Once you have prepared the dataset, you can train and evaluate the models with another script and configuration files. The script is located at experiment/common/train-or-test/train-siamese.py, and the configuration files are located at experiment/code/1_bcsd/config.

Before training and evaluating the models, you need to modify the "/path/to/your/root" in all configuration files to the value of ${ROOT}.

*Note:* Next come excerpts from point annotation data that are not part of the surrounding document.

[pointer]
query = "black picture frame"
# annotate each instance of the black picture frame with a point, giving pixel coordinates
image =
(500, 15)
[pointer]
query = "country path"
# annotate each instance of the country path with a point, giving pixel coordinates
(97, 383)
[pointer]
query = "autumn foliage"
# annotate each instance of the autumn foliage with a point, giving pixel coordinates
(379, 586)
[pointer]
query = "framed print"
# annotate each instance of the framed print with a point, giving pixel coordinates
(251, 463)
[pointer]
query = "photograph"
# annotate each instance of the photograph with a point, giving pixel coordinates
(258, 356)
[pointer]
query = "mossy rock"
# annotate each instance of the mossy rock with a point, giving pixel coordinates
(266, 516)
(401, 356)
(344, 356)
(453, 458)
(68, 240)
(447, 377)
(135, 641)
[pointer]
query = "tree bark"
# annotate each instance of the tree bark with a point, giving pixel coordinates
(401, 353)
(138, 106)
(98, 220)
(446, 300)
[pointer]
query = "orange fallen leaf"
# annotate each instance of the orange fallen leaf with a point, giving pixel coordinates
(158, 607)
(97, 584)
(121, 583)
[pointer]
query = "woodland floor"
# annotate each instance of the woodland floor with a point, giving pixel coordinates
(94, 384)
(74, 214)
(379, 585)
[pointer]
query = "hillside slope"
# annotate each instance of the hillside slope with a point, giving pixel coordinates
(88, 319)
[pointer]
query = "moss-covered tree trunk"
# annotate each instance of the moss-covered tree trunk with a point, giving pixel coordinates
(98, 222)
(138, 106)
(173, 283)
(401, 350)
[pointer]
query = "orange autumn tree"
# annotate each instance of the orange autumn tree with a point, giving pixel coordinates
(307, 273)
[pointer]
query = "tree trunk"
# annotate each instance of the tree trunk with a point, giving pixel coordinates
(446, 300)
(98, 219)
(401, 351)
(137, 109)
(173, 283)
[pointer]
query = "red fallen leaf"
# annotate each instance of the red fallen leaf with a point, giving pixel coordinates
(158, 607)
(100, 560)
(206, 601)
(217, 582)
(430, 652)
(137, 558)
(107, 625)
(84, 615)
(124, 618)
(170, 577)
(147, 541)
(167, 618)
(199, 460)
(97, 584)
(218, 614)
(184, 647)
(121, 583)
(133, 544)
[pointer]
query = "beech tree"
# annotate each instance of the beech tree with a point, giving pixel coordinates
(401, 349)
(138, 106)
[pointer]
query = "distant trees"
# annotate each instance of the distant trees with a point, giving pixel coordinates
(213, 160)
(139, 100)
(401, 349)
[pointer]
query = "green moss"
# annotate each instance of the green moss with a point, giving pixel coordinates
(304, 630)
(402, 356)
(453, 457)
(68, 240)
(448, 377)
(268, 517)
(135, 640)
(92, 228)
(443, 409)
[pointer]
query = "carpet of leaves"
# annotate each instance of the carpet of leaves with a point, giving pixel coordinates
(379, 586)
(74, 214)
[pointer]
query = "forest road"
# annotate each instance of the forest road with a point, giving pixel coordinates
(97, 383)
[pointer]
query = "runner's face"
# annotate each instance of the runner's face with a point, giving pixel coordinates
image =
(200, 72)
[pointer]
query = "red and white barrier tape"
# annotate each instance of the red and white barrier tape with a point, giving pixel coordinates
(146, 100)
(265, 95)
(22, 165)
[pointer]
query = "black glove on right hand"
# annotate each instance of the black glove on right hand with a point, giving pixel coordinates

Then, you can train and evaluate most models with the following command:

cd ${ROOT}
# train
python experiment/common/train-or-test/train-siamese.py --config experiment/code/1_bcsd/config/trex/RCFG2Vec.yaml train
# test
python experiment/common/train-or-test/train-siamese.py --config experiment/code/1_bcsd/config/trex/RCFG2Vec.yaml test --test-config experiment/code/1_bcsd/config/trex/common-test.yaml

For jTrans, we directly use its pretrained model, and you need to use "jTrans-test.yaml" as the test configuration file.

cd ${ROOT}
# test jTrans
python experiment/common/train-or-test/train-siamese.py --config experiment/code/1_bcsd/config/trex/jTrans.yaml test --test-config experiment/code/1_bcsd/config/trex/jTrans-test.yaml

note: In our paper, we directly use the pre-trained model of jTrans, and we don't pay enough attention to the training process of jTrans and we cannot guarantee the correctness of the training process of jTrans in the current version.